I have many tables, with millions of lines, with MySQL. Those tables are used to store log lines. I have a field "country" in VARCHAR(50). There is an index on this column. Would it change the performances a lot to store a countryId in INT instead of this country field ?
Thank you !
Your question is a bit more complicated than it first seems. The simple answer is that Country
is a string up to 50 characters. Replacing it by a 4-byte integer should reduce the storage space required for the field. Less storage means less I/O overhead in processing the query and smaller indexes. There are outlier cases of course. If country
typically has a NULL
value, then the current storage might be more efficient than having an id.
It gets a little more complicated, though, when you think about keeping the field up-to-date. One difference with a reference table is that the countries are now standardized, rather than being ad-hoc names. In general, this is a good thing. On the other hand, countries do change over time, so you have to be prepared to add a "South Sudan" or "East Timor" now and then.

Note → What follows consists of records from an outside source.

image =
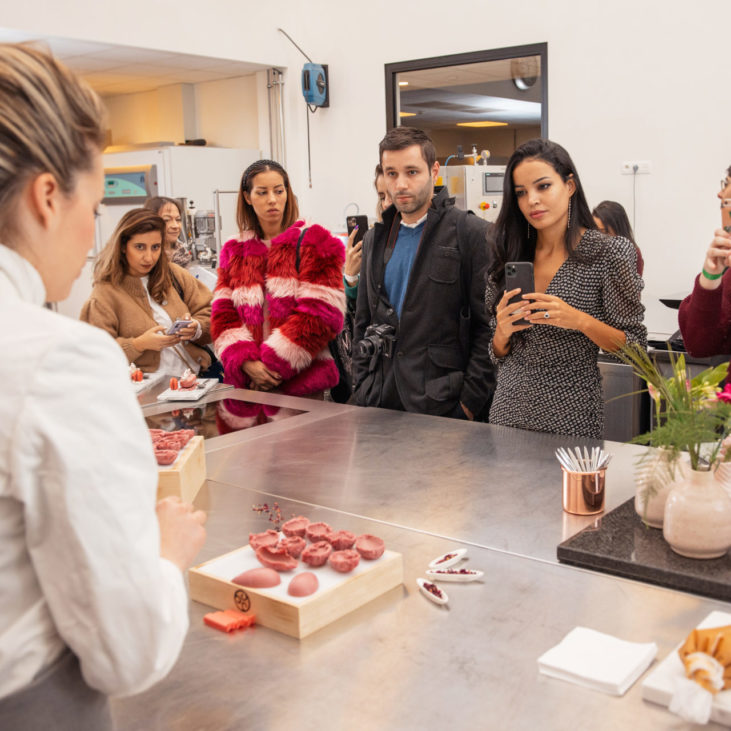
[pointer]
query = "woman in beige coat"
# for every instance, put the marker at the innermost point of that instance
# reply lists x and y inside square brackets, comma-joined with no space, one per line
[138,294]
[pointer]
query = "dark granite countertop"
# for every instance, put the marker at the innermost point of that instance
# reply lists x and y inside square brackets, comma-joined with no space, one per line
[622,545]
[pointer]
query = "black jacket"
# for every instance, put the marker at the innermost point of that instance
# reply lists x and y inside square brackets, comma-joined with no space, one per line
[440,353]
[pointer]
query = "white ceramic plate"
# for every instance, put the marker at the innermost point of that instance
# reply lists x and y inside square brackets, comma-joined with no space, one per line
[423,583]
[448,559]
[454,575]
[204,386]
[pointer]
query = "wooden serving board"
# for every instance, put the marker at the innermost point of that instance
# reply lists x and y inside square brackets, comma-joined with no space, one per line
[184,477]
[338,595]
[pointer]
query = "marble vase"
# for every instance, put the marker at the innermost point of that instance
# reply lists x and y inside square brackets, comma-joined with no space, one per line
[654,477]
[697,520]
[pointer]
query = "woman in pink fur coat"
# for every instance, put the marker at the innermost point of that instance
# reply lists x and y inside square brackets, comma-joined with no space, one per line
[279,299]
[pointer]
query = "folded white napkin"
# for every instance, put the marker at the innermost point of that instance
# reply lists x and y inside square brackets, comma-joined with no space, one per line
[595,660]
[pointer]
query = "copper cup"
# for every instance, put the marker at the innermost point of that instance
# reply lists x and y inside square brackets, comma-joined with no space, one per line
[583,492]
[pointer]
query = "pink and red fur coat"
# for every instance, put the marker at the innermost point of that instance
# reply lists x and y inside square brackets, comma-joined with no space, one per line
[305,310]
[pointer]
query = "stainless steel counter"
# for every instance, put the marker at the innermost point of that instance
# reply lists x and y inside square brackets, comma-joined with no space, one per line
[401,662]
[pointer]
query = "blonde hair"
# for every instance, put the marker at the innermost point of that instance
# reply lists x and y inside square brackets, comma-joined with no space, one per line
[112,267]
[50,122]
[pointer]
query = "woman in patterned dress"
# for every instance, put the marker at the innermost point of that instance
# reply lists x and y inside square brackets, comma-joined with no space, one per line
[587,298]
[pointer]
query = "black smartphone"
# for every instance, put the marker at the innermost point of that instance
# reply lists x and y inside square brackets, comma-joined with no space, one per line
[361,222]
[519,274]
[726,215]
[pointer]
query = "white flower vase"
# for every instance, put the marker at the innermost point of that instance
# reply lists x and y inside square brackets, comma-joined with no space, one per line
[654,478]
[697,521]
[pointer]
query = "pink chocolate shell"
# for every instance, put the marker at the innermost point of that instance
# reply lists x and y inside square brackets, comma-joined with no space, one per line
[276,558]
[296,526]
[303,584]
[319,532]
[316,554]
[370,547]
[293,545]
[344,561]
[342,539]
[267,538]
[258,578]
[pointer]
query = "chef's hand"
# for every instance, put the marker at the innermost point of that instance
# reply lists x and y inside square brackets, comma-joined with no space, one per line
[718,257]
[262,379]
[545,309]
[353,254]
[154,339]
[188,333]
[182,533]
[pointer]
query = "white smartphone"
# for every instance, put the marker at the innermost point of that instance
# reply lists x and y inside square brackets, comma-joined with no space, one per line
[177,326]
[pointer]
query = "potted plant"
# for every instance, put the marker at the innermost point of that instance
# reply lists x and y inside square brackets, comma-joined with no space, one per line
[693,418]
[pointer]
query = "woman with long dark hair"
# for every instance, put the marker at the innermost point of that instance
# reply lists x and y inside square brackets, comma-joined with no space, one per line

If your database is heavy on inserts/updates, then changing the country field requires looking in the reference table for the correct value -- and perhaps inserting a new record there.
My opinion is "gosh . . . it would have been a good idea to set the database up this way in the beginning". At this point, you need to understand the effects on the application of maintaining a country reference table for the small performance gain of making the data structure more efficient and more accurate.